Facilitation and peace circles

I use a range of different approaches and methodologies that enable people to come together in a good way and to engage with each other and complex issues in a real, yet respectful manner. At the heart of my way of working is that first and foremost we are human beings, each with our own unique voice and perspective to bring. At the same time, I help people to find the common ground of their humanity and values that support ‘being’ and ‘doing’ together in a different and more resourceful way.

I facilitate in a broad range of settings and contexts with groups of varying sizes – from for example: large-scale, multi-day facilitation processes with a hundred people, to shorter interventions with defined teams or groups who are seeking to address particular challenges or make decisions, to relationship-building processes that provide a space of reflection and enquiry into the current ‘health’ of the relationship and how to improve it.

I frequently work across language, culture and background, both in and outside South Africa. While being serious in addressing difficult and complex issues, my processes also invite people into spaces of lightness, laughter and play.

An alignment Circle for an international development bank
A learning Circle for a HR team in Rome
A transformation Circle for a school in a university
A reflection and closing Circle in Bangladesh
A transition Circle for a company facing a change in leadership
Selati values
Some facilitation processes I have conducted:

An intervention with a team in a World Bank country office to support the team in building more harmonious and productive relationships.

An interview and group facilitation process within a team in a statutory regulatory body to bring greater alignment between different functionaries in the team in fulfilling their statutory mandate.

A conversation in a school at a leading university to assist staff and students to identify the conversations that would support transformation and a different way of being and engaging with challenges.

A focus group and plenary group facilitation on a billion dollar construction project in Namibia that sought to address challenges parties were experiencing working across differences in language, culture, systems and methods; which challenges were negatively impacting productivity and relationships.


“In the nine years of struggling with this issue, this is the first time that I’ve really been listened to, by the people who needed to hear. I am deeply grateful for this opportunity”.

“This process was very different to what I expected. I love that we sat in a circle of chairs and not behind tables. It brought us closer together and allowed us to speak and see each other differently from how we had in the past. This will help us going forward.”

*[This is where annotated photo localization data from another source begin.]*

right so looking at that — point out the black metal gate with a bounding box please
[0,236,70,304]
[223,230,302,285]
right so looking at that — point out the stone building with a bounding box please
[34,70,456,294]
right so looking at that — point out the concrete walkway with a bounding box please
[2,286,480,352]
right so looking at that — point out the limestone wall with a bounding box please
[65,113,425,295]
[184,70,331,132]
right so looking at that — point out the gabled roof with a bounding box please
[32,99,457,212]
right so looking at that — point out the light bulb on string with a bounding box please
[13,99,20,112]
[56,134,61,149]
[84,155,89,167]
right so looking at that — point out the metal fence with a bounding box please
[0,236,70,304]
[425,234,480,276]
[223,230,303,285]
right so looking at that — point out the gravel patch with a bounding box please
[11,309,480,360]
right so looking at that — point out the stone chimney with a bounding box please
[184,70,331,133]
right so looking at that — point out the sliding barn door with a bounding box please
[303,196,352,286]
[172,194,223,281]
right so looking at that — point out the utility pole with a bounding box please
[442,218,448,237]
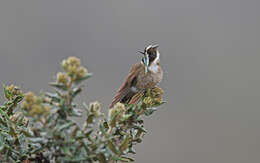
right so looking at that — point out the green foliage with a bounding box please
[0,56,165,163]
[0,85,31,162]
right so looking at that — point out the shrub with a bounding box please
[0,56,165,163]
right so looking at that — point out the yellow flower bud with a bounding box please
[10,112,22,123]
[67,65,78,76]
[31,104,43,115]
[22,117,29,126]
[13,86,22,96]
[108,107,118,119]
[61,59,69,71]
[24,92,37,104]
[90,101,100,112]
[8,84,15,91]
[28,109,37,116]
[76,66,87,79]
[67,56,80,68]
[110,102,126,121]
[5,85,22,100]
[90,101,102,117]
[151,87,163,104]
[143,97,153,106]
[21,101,30,110]
[21,91,50,117]
[114,102,125,112]
[44,106,51,115]
[56,72,68,85]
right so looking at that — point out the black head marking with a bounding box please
[146,46,157,64]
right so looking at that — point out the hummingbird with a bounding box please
[110,44,163,108]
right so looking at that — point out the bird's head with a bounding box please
[139,44,160,73]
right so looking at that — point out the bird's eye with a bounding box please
[149,52,156,58]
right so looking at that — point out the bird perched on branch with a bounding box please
[110,45,163,108]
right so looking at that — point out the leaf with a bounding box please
[120,134,130,151]
[133,125,147,133]
[0,134,4,151]
[128,146,136,154]
[71,87,82,98]
[99,123,107,137]
[135,128,143,138]
[152,101,167,107]
[137,119,144,124]
[83,102,88,110]
[113,156,134,162]
[62,146,72,157]
[107,140,119,155]
[30,137,48,144]
[120,157,135,162]
[0,105,6,111]
[87,114,95,124]
[109,113,119,128]
[70,108,82,117]
[45,92,61,102]
[13,95,23,103]
[121,113,133,121]
[49,82,67,91]
[97,153,107,163]
[74,73,93,84]
[144,107,157,116]
[81,141,91,155]
[4,85,11,100]
[57,121,75,132]
[63,156,87,162]
[21,129,33,137]
[46,111,56,124]
[0,116,6,126]
[0,107,8,118]
[103,121,109,129]
[85,129,93,138]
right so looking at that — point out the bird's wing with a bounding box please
[110,62,144,108]
[128,91,144,105]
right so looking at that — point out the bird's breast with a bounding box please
[136,65,163,90]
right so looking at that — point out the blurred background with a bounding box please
[1,0,260,162]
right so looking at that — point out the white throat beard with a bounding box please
[148,50,160,73]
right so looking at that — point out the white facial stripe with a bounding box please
[145,45,153,52]
[154,50,160,63]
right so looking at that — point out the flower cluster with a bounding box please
[21,92,50,117]
[109,102,126,122]
[89,101,102,117]
[59,56,88,83]
[143,87,164,107]
[56,72,68,85]
[4,84,22,101]
[10,111,29,126]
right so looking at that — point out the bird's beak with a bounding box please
[138,50,145,55]
[138,51,149,73]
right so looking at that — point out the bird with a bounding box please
[110,44,163,108]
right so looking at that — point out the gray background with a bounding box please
[1,0,260,162]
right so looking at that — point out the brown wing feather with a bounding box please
[128,91,144,105]
[110,62,143,108]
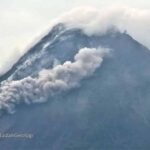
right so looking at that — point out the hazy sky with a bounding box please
[0,0,150,74]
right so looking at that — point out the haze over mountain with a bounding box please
[0,7,150,150]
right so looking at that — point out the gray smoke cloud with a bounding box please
[0,47,110,114]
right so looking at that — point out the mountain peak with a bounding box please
[0,23,148,83]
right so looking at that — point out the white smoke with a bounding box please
[0,47,110,114]
[55,6,150,49]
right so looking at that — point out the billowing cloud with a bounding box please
[0,47,110,114]
[55,6,150,49]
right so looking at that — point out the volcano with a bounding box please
[0,20,150,149]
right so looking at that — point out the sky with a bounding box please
[0,0,150,75]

“After being in Circle, I took the approach home and we are using it at the dinner table. Whereas before, we all talked at the same time, and got really frustrated, now when one member of the family is speaking, the others are listening.”

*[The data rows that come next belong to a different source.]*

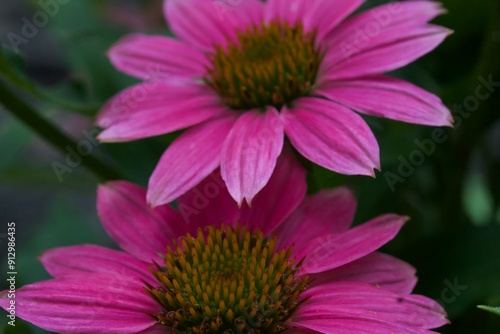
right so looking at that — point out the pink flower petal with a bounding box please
[108,33,208,80]
[299,214,408,274]
[265,0,365,41]
[221,109,284,206]
[97,82,226,142]
[311,252,418,294]
[294,281,448,330]
[317,75,453,126]
[283,97,380,176]
[326,1,447,46]
[292,320,437,334]
[148,114,238,207]
[322,24,451,81]
[0,274,159,334]
[240,147,307,235]
[98,181,185,263]
[176,169,240,231]
[264,0,310,25]
[165,0,263,51]
[320,1,449,79]
[40,245,156,285]
[276,187,357,250]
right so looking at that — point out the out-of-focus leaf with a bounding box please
[463,172,494,226]
[478,305,500,315]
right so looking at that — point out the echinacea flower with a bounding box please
[97,0,452,206]
[1,152,448,333]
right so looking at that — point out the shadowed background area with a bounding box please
[1,0,499,333]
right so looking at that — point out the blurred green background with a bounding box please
[0,0,499,333]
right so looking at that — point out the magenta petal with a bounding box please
[294,281,448,331]
[300,214,408,274]
[0,275,158,334]
[292,320,436,334]
[98,181,185,263]
[323,24,451,80]
[221,109,284,206]
[240,147,307,235]
[311,252,418,294]
[326,1,447,46]
[176,170,240,232]
[283,97,380,176]
[97,82,226,142]
[317,75,453,126]
[148,115,238,207]
[165,0,263,51]
[264,0,310,25]
[276,187,357,250]
[321,1,449,79]
[40,245,156,285]
[108,33,208,80]
[265,0,364,41]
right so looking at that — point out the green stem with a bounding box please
[0,79,124,182]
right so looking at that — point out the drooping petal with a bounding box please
[317,75,453,126]
[98,181,185,263]
[147,114,238,207]
[310,252,418,294]
[265,0,365,42]
[165,0,263,51]
[40,245,156,285]
[97,82,226,142]
[0,275,159,334]
[299,214,408,274]
[283,97,379,176]
[276,187,357,250]
[293,281,448,331]
[240,147,307,235]
[321,23,451,81]
[108,34,208,80]
[176,169,240,232]
[221,108,284,206]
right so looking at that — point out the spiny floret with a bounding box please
[147,224,308,334]
[205,22,324,111]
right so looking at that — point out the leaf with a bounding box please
[463,172,494,226]
[477,305,500,316]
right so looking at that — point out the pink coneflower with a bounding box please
[1,153,447,333]
[97,0,452,206]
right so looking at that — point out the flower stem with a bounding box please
[0,79,124,182]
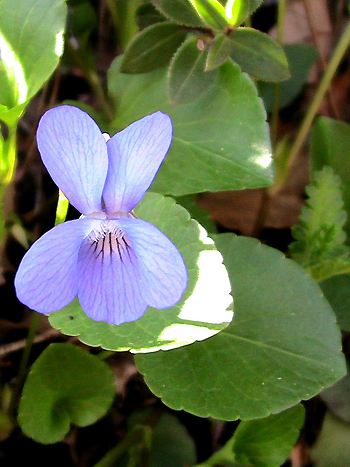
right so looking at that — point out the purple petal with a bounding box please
[103,112,173,213]
[37,105,108,215]
[118,218,187,309]
[15,219,93,314]
[77,222,148,325]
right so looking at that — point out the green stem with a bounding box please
[271,0,286,145]
[8,313,41,418]
[105,0,139,51]
[287,20,350,170]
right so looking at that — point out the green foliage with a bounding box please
[259,43,318,111]
[121,22,187,73]
[168,36,217,103]
[199,405,304,466]
[290,167,348,266]
[321,274,350,331]
[18,344,115,444]
[136,234,345,420]
[189,0,228,29]
[176,195,217,233]
[49,193,233,353]
[225,0,264,26]
[205,33,233,71]
[321,368,350,423]
[311,116,350,236]
[151,0,204,27]
[108,58,273,196]
[228,27,290,82]
[0,0,67,125]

“The process was tough, but we had some important and honest discussions that we had not been having. At least now, we have a clearer understanding of the future options for the business.”

“It felt good for me to have the talking piece. Usually I am rushing to speak and today I could relax and go slower. I felt a lot less anxious when I was speaking and I think this made it easier for others to understand me.”

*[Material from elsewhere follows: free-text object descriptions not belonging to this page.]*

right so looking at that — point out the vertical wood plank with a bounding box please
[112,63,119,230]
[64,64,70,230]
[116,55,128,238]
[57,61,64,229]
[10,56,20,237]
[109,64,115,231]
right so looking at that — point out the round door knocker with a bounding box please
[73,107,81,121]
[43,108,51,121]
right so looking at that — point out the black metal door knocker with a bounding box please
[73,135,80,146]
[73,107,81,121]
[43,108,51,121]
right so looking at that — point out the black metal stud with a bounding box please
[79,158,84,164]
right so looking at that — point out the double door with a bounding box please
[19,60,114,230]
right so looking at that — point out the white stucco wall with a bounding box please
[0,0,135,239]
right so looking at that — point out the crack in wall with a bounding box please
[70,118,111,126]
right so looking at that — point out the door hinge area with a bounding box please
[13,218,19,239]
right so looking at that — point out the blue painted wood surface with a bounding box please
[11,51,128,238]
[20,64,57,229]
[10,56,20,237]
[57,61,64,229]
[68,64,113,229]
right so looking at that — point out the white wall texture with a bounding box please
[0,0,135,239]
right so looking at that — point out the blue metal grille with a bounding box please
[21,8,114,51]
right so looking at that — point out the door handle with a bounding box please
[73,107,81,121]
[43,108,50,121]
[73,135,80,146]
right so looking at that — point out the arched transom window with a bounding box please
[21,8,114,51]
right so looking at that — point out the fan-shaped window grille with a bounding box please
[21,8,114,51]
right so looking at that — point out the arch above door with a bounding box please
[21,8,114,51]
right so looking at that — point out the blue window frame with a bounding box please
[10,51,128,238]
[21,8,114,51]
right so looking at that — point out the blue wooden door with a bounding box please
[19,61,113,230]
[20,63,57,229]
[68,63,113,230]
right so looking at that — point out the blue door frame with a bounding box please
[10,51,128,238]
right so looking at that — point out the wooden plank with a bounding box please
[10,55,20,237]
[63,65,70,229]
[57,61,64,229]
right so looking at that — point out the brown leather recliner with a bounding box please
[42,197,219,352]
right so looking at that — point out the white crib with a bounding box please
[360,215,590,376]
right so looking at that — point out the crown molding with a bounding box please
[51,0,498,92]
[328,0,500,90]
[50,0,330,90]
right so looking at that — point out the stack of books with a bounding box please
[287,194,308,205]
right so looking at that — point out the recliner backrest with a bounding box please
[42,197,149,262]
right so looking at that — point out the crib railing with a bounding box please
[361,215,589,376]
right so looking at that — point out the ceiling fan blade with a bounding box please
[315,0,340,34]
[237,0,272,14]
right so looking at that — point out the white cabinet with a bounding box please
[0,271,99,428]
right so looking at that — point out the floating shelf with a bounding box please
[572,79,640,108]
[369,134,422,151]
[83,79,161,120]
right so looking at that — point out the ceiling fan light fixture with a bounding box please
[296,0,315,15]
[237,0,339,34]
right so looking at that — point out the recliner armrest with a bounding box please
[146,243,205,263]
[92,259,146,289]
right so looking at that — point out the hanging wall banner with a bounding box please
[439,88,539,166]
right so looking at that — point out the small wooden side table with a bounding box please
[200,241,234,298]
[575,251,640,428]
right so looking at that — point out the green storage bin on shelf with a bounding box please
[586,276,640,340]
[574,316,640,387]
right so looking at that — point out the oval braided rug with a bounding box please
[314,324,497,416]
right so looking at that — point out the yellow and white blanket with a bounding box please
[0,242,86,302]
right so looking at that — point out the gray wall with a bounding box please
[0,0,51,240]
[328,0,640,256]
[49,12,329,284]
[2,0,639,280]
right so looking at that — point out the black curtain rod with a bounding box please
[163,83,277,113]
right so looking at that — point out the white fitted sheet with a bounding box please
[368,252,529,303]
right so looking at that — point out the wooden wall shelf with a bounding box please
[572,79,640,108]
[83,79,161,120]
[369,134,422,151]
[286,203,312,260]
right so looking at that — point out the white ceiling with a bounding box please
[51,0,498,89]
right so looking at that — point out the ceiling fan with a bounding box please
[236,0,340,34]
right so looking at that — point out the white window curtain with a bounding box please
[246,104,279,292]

“I am a person who does not usually speak in group settings. But in the Circle, it felt right and natural for me to speak and share my thoughts.”

“Although we have been coming together as a group for a long time, being in Circle today, for the first time, brought a much deeper level of connection and a greater depth to the honesty of our communication.”

“Being in the Circle provided the space for us to give and receive honest feedback which we don’t usually do in our senior management team. This has given us a basis to build on, of being more honest and open with each other, rather than being polite.”

What are Peace Circles?

Circles provide a space in which people connect with each other as human beings. Circles can serve a multitude of purposes, and have been referred to as peacemaking circles, talking circles or community circles. It is a methodology to bring people together to explore and address issues and challenges in a respectful and inclusive way.

How do Peace Circles work?

Circles weave together traditional indigenous wisdom and practices with contemporary approaches to effective communication, collective problem-solving, decision-making and consensus-building. It is an invitation to go beyond our various identities of role and rank through a process in which all voices are equal and where difference and diversity are welcomed.

Circles are a facilitated process that consciously engage the fundamental aspects of what it is to be human – that we are mental, physical, emotional and spiritual beings who are inherently in relationship with others. These aspects are reflected in the “inner frame” of Circles i.e. the philosophy and values that underpin Circles, and in the “outer frame” of the Circles i.e. aspects related to structure and process.

How can Peace Circles be used?

Circles can be used in a broad range of settings and for various purposes such as strategic planning, learning and development, conflict resolution, problem-solving, decision-making, healing and reconciliation and relationship building.

Depending on the purpose, Circles can take the form of a once-off conversation lasting from a couple of hours to a longer process conducted over a number of days. They could also be structured as a series of conversations that take place over a period of time.

Peace Circles Training?

I work in association with Peace of the Circle (www.peaceofthecircle.com) in providing training on the Fundamentals of Peace Circles.